I wake up in the morning and I say Ahh! Today’s the day for a song!
~Brian Wilson, the Beach Boys
I went on a rambling road trip last week to search for some migrating waterfowl and shoot a few images of something other than the weird bugs and fungi I have photographed recently (not that there’s anything wrong with that:) I started my quest at Chincoteague National Wildlife Refuge in Virginia. I drove out next to the beach at sunset and found several gulls resting in the late afternoon sunshine. One immature gull was perched on a sign post next to the parking lot.
As I pulled up, the bird gave me the… well, an apparent opinion on my presence, or was it? It opened its beak wide, closed it, and repeated. Another car came by and my friend flew off leaving me wondering about this behavior. I have seen it before, especially in gulls…a repeated opening and closing of the beak while seemingly resting on the beach.
I found another group of gulls just down the beach that were enjoying a late afternoon bath in a freshwater pool in the sand. I shot a few pictures out the window, and then…
…another gape. So, is it me? Am I that boring? Is it a yawn? An online search that evening yielded little in terms of an explanation. When searching about birds using the term, “gape”, which to me means to open wide, the discussion was instead on the technical term relating to a part of a bird’s anatomy. The gape is the interior of the open mouth of a bird. It is common for the young of many species of birds to have brightly colored gapes which is believed to induce feeding by parent birds. When I googled gulls opening and closing their beak rapidly, I got things like threat displays of some birds, begging for food by young (and, in some species, females that are being wooed by a male), and the possibility of something being stuck in the throat of the bird with mouth ajar. There is even a parasitic nematode that irritates the trachea of an infected bird causing a disease known as “the gapes”. But, it seems like that is more prevalent in young poultry and pheasants.

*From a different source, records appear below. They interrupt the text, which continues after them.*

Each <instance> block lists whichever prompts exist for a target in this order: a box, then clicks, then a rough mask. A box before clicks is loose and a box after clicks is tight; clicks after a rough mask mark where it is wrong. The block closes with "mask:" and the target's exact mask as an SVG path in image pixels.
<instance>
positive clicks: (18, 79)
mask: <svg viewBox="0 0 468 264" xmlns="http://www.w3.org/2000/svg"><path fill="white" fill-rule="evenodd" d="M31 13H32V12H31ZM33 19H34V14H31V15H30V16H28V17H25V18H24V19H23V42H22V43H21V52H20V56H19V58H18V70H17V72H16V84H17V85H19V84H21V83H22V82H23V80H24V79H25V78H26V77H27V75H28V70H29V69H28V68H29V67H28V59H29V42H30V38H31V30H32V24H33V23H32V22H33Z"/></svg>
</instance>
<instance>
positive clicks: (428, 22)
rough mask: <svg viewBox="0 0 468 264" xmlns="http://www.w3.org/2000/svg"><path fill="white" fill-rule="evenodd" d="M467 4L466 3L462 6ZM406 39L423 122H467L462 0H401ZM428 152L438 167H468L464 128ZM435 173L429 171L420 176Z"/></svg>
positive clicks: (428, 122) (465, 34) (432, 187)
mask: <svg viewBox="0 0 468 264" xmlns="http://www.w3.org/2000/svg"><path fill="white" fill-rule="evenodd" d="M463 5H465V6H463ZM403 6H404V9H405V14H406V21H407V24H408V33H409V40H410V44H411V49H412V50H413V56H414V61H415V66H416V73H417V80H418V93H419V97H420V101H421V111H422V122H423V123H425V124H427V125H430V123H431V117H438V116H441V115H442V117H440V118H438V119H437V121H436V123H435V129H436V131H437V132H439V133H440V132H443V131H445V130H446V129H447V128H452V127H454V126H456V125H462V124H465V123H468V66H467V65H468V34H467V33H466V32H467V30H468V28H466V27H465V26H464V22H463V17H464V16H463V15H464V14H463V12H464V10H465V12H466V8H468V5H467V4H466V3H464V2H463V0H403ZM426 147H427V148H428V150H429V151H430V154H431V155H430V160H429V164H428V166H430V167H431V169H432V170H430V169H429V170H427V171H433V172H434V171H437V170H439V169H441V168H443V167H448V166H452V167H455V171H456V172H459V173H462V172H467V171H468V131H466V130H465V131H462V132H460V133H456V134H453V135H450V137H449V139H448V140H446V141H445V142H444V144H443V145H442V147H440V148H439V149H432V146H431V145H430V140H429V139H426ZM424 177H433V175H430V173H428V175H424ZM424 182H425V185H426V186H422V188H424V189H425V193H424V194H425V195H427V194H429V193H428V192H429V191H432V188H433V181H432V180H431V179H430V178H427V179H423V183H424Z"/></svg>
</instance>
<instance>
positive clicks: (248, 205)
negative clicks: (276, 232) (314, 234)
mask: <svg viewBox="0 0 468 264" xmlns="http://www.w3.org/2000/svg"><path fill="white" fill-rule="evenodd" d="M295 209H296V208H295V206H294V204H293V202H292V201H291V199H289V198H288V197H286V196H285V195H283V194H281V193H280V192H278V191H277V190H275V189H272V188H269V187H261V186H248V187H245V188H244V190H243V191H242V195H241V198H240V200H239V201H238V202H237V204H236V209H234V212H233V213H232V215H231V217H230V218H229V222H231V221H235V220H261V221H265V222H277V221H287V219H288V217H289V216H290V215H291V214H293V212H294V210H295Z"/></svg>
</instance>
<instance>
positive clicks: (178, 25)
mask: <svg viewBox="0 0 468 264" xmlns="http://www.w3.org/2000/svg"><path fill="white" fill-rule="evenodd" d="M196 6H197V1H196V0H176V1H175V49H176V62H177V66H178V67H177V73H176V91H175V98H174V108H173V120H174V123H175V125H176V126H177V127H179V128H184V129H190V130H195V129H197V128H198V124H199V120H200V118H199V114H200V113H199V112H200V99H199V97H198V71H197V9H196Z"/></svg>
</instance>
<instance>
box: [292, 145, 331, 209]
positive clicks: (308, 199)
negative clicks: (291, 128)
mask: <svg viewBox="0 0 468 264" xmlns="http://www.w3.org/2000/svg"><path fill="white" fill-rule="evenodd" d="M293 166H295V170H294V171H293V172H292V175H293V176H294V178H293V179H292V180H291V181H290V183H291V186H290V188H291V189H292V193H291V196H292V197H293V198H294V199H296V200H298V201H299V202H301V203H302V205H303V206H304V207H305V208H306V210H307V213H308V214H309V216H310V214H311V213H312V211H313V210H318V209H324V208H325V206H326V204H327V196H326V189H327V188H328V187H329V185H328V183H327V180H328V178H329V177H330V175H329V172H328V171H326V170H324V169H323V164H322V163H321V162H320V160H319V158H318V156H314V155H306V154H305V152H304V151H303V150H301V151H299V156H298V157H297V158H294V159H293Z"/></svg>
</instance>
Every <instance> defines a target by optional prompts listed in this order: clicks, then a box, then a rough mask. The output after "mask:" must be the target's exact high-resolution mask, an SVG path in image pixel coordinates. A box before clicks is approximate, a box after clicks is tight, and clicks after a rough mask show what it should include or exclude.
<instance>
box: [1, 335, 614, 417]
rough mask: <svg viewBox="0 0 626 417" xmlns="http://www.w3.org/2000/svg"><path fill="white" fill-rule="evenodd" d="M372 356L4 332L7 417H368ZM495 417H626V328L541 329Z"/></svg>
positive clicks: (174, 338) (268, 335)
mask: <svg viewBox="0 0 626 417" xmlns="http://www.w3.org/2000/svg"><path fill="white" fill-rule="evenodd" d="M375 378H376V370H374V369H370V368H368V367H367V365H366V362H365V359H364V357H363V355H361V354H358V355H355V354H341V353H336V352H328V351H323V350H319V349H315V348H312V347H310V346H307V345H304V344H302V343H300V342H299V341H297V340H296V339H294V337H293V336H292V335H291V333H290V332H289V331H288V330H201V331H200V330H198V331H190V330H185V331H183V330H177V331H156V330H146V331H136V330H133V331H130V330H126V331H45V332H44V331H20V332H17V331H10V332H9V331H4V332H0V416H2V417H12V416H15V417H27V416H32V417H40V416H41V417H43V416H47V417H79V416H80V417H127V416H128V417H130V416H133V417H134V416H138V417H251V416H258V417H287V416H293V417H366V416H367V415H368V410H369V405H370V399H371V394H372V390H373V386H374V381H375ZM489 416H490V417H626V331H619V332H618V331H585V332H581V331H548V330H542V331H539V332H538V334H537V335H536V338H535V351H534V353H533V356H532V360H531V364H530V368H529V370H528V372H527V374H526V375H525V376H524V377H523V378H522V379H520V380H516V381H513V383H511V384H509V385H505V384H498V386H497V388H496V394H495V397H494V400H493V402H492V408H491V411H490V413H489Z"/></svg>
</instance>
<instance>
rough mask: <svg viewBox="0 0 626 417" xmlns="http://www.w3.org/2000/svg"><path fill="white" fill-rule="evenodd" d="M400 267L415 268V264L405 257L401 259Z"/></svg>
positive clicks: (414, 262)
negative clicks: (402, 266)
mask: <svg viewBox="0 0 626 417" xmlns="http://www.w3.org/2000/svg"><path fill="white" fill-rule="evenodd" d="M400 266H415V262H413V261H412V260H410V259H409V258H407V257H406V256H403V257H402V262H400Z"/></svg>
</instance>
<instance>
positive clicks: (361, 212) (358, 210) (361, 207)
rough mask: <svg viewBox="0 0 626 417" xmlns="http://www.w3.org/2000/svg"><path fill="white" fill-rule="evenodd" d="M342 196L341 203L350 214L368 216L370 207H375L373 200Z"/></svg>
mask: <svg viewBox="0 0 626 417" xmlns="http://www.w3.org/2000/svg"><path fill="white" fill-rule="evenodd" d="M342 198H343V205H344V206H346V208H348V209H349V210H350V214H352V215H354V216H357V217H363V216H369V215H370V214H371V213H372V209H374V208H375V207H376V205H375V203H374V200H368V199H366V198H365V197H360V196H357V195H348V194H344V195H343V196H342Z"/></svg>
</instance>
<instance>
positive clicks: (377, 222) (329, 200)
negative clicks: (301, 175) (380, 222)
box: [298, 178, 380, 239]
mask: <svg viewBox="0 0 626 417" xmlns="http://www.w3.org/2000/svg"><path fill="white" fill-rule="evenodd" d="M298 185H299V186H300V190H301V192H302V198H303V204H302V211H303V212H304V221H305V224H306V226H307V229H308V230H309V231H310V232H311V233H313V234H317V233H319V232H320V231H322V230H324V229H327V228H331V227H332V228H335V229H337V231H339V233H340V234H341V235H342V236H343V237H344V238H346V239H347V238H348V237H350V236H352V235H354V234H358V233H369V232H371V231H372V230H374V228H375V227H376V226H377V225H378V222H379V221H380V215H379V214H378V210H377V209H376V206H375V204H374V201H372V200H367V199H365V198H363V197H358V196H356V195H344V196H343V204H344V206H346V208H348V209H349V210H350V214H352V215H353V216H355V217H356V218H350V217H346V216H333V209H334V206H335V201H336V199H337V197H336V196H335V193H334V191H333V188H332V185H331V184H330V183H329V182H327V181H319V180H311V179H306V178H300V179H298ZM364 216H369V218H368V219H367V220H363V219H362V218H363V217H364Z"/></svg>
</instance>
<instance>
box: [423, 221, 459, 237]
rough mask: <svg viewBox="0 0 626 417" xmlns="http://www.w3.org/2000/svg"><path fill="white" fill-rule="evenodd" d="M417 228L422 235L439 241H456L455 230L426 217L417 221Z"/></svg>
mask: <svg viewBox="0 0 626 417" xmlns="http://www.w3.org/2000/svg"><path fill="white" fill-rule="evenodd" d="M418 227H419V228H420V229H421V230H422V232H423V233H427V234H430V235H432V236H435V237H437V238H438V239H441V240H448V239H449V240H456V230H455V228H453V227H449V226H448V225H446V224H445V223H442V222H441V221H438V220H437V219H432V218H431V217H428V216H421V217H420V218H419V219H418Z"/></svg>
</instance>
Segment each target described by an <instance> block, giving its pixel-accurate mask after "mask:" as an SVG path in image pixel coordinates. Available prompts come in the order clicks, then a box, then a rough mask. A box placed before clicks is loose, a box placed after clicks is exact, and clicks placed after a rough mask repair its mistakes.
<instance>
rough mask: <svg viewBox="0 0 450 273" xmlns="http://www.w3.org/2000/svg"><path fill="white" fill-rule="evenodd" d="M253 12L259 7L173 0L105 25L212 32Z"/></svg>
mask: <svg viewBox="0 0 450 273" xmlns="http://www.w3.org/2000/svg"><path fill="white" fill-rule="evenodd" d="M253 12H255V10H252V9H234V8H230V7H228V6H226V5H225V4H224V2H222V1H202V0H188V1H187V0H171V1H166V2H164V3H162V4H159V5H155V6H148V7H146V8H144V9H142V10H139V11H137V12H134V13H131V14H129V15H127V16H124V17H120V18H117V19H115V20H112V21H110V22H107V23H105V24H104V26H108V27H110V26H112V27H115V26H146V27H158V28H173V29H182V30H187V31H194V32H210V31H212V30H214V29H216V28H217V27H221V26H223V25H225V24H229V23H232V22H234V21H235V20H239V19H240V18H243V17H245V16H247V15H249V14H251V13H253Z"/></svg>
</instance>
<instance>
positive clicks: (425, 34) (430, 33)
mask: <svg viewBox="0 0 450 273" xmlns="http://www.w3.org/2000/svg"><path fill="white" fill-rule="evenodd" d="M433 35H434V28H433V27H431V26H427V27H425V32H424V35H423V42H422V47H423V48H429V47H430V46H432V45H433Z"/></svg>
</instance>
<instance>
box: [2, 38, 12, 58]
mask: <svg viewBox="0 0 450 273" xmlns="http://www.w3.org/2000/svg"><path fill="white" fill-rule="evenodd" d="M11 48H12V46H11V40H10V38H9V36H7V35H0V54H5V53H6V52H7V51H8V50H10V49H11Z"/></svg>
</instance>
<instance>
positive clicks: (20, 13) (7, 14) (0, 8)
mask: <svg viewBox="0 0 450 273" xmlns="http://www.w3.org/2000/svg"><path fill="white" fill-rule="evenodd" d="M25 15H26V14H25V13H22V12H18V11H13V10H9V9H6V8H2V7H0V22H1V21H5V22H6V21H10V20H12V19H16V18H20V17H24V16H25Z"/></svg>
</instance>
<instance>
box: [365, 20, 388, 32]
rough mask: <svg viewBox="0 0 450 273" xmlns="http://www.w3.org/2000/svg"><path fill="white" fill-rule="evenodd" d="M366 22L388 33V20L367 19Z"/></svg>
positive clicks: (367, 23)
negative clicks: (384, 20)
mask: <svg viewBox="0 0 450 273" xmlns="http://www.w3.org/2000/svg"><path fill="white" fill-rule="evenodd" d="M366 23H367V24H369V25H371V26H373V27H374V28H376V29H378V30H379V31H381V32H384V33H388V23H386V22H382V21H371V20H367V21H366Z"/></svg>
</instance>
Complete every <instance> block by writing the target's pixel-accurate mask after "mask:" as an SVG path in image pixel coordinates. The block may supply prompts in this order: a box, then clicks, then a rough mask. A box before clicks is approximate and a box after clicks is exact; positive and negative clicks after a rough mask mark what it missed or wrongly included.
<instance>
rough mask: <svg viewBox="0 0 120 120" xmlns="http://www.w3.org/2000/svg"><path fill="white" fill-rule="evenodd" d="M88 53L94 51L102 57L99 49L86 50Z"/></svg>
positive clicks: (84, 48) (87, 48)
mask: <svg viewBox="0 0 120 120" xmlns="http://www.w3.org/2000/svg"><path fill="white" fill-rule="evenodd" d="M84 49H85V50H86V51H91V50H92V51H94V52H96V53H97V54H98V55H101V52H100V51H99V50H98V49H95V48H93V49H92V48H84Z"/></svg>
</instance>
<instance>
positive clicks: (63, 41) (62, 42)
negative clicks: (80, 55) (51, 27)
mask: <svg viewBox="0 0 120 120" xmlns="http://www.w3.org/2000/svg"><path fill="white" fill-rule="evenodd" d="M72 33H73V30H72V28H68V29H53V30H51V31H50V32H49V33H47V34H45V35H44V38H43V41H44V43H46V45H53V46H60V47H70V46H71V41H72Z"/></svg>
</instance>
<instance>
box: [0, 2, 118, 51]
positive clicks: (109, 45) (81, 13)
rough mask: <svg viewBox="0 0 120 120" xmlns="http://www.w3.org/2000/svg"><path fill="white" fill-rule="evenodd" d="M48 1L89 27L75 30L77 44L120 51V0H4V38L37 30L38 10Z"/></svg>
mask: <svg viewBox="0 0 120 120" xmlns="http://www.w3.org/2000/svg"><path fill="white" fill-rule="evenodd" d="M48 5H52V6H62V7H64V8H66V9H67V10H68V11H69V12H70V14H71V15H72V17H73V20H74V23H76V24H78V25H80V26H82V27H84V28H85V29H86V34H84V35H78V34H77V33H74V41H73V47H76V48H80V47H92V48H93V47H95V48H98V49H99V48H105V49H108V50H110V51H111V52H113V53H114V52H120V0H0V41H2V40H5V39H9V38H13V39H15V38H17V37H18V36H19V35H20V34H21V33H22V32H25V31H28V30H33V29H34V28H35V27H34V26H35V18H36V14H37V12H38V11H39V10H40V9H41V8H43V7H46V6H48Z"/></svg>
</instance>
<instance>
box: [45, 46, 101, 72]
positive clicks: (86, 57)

So, I guess I am still unclear as to why the gulls are doing this. The light was fading, and as I started to head back to the hotel I noticed a Royal Tern sitting atop a low dune.
As I pulled up…yup, he gave me the gape. Maybe I am overthinking this, and it really is just a sigh of relief, or a yawn, after a long hard day. If I check, they are probably doing the same thing on Monday mornings. I think I remember seeing that in some of my human counterparts back at the museum.